The carpet & padding were both waterlogged, so I pulled up the carpeting & cut out a large section of padding & disposed of it - so heavy - what a mess!

I contacted the insurance co. & they recommended a local contractor.

When the contractor came over to evaluate the situation, neither he nor I could determine the cause of water entry. He left after 1 1/2 hours, planning to come back the following day which he did. In the meantime I opened up a couple of wall sections to expose the problem area further and continued to dry the carpeting & padding with an Air Mover that I had to buy. Water continued to enter the room overnight as it did since I first discovered the problem.

The following morning the guy came & after feeling around noticed the water was warm & upon further checking saw a screw stuck into a hot water pipe. It was a sheet rock screw that the contractor who finished off my basement, back in 1999, had used to secure the ceiling sheet rock & had unknowingly driven the screw into the hot water pipe for the baseboard heating system. All these years with the screw imbedded into the copper pipe it prevented any leakage. Yet, over the years the screw must have gradually rusted & loosened up, finally allowing the hot water to slowly leak out when ever the furnace fired up. The hot water added just enough pressure to force the water out around the screw. Problem solved.

Now I have to: dry everything out to prevent mold, replace the insulation, the sheet rock, the crown molding & wainscoting, the carpet & padding, paint the walls & moldings, and return the pool table to where it was & shim to level it.

What a strange event – never heard of a screw being driven into a copper hot water pipe & causing so much damage, but understandable. Now I have to find out in the insurance will cover this as they mentioned something about a “broken pipe” not being covered. Hope this isn’t true as it will be expensive, much more than a $1,000 deductible. Finished basements can be problematic!

Bert Kemp
01-17-2016, 11:14 AM
Sorry about all your problems but just think how bad it could have been when you reached into a wet area with electric wires in it:eek:

George Bokros
01-17-2016, 11:19 AM
We drove a sheet rock screw into a cold water line when we remodeled my son's bathroom. Showed up much sooner though?like about three days

I once took down a piece of cold air return, the flat sheet across two joists, renailed in the same hole and the next day I had a water leak.

Hope you are covered.

Brian Elfert
01-17-2016, 11:46 AM
Typically, insurance companies will not pay for the repairs to the leaky pipe, but they will pay for the damage caused by the water. My brother had a pipe leak in the ceiling in his finished basement. He had to pay for the repairs to the pipe itself while insurance paid for the damage caused by the water.

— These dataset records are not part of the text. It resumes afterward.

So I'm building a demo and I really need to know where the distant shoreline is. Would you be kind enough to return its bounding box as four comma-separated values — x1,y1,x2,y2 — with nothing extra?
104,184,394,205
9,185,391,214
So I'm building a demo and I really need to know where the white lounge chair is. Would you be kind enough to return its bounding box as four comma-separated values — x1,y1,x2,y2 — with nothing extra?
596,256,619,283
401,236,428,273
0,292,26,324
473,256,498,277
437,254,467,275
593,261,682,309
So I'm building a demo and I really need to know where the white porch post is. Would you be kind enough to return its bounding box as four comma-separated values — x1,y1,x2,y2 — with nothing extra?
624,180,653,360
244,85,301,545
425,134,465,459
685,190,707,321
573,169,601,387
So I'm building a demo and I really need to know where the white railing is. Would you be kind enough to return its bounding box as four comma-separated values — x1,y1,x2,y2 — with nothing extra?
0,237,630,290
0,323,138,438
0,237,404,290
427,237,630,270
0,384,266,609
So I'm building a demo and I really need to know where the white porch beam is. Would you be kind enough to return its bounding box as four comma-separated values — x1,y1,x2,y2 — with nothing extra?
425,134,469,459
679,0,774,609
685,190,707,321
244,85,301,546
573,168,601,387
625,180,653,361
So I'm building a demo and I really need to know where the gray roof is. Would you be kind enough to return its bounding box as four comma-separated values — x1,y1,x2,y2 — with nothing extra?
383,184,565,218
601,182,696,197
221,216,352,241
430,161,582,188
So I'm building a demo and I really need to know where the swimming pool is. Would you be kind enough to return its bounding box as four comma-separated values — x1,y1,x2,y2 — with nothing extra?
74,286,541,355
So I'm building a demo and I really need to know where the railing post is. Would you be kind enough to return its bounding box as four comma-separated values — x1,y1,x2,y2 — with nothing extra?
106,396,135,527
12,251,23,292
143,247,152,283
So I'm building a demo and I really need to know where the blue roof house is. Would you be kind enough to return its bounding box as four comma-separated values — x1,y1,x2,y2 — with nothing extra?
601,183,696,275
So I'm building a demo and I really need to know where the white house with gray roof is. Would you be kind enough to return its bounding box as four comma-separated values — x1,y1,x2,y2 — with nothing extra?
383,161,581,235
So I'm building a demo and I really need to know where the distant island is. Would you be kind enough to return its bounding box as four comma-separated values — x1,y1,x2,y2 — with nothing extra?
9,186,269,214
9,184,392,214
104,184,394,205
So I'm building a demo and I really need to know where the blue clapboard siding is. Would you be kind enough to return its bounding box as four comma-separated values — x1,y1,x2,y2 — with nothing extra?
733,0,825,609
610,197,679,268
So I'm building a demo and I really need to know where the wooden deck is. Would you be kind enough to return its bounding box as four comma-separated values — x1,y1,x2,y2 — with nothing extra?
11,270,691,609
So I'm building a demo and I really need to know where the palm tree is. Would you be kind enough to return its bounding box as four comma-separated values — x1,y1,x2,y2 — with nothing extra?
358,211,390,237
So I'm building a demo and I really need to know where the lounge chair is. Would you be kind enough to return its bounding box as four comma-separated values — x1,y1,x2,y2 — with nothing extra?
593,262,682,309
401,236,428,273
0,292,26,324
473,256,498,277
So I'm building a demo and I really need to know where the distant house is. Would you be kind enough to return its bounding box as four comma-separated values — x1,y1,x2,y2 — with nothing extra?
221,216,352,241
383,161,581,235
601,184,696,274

A co-worker had a friend of his child use the toilet and plug it up. When the friend flushed the toilet the flapper stuck open and thus the water overflowed the toilet. The resulting water caused major damage to the house by the time it was noticed. Insurance paid for all of the drywall and everything else that had to be replaced. (Nobody was in the house when the friend went inside to use the bathroom.)

Dan Hintz
01-18-2016, 8:21 AM
Pipes should have been far enough away from the face of the wall (or protected by a steel cover) to prevent such a thing... since it's all open now, I'd run through it all and make sure there aren't any other spots that might get punctured in a similar manner.